If your child was diabetic would you deny them their needed insulin--believing that their blood sugar levels would all balance out in the long run? NO. Well, I feel no different about my son and his medication.
Sure we can break things down to a more manageable level for him. We can have him make lists for himself of things he needs to complete. He uses watches and alarm clocks to try and stay on time. We have discussed how he will need to come up with life long strategies that will work for him and allow him to function in a productive manner. Medication is just one way we choose to help our child...and there is nothing wrong with that.

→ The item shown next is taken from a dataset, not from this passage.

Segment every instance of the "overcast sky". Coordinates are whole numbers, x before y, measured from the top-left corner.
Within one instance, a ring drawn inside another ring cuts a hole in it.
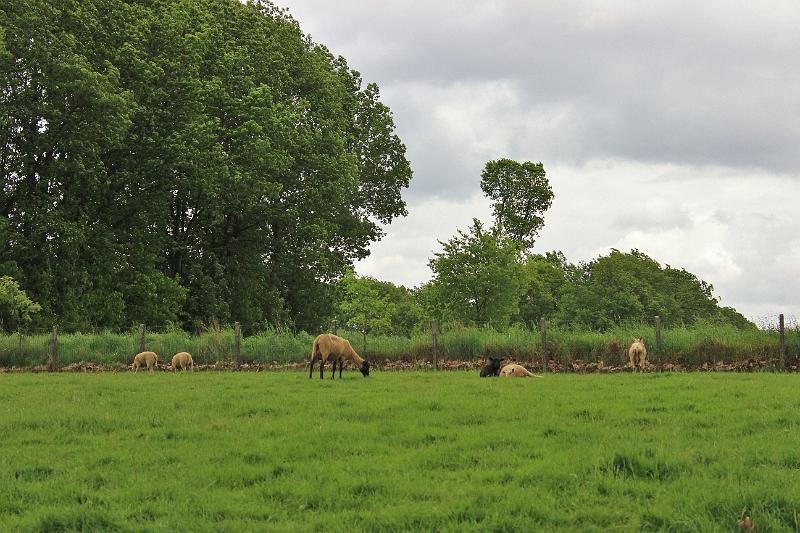
[[[800,318],[796,0],[277,3],[379,85],[408,150],[409,215],[360,274],[430,279],[510,157],[555,192],[536,251],[638,248],[759,323]]]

Being in the public school system for years I was privy to lots of different cases of children with various disabilities. Do I think that some teachers/parents wanted kids on meds because they thought the child would be easier to deal with? Yes. I know that to be true. Do I believe that some children are much more physically active then the typical child? Yes. BUT I have seen many TRUE cases of ADHD....children that without meds could not focus, could not sit still, could not keep from blurting out, could not keep their hands to themselves and off of others, their impulsivity got them in trouble and many times they didn't "think first" nor understand the consequences of their behavior. They just were unable to see it or just didn't realize.
Sadly, many times these children would become the pariahs of their classrooms because they got on their classmates nerves. High energy children can be tiring to all those around them.

Having said this, I want to also let it be known that ADHD is not all negative. For all the difficulties and problems that this particular diagnosis can bring there are also many positives. As parents it is our responsibility to show our children that they have gifts too. Many times ADHD children think outside of the box. Many times it is WAY OUTSIDE of the box. They look at things differently. They come up with solutions that we might have never even considered. They open our eyes to different possibilities.
These children have a tendency to be "happy go lucky" and are able to remain optimistic even when the game of life has them in the bottom of the ninth inning with two runs behind and no one on base. They rarely hold grudges and seemingly forget what they were upset about even 5 minutes ago. (a positive of that short attention span:) There are times when I wish I had even a quarter of the energy of my eldest son, not to mention his metabolism. He can eat like a pig...and not gain an ounce. Whatever calories he eats his body burns up within minutes. High energy, that is an understatement. More energy...more stuff to is always busy.

I recently saw Howie Mandel on a talk show. He was discussing his adult ADHD. He told stories of his years in school, going undiagnosed, not knowing why he felt "different". He was the class clown, got in trouble in school, didn't do well on his school work, had difficulty listening during conversations and he didn't understand why. He has a very interesting story and I would encourage everyone to take a look at his site, ADHDisreal.

So, yes I know ADHD does exist. The very nature of ADHD makes it a sometimes funny, sometimes crazy, sometimes infuriating, sometimes frustrating diagnosis. For everything I've said today there are exceptions to the rule. Grouping ADHD individuals is about as easy as herding a group of cats.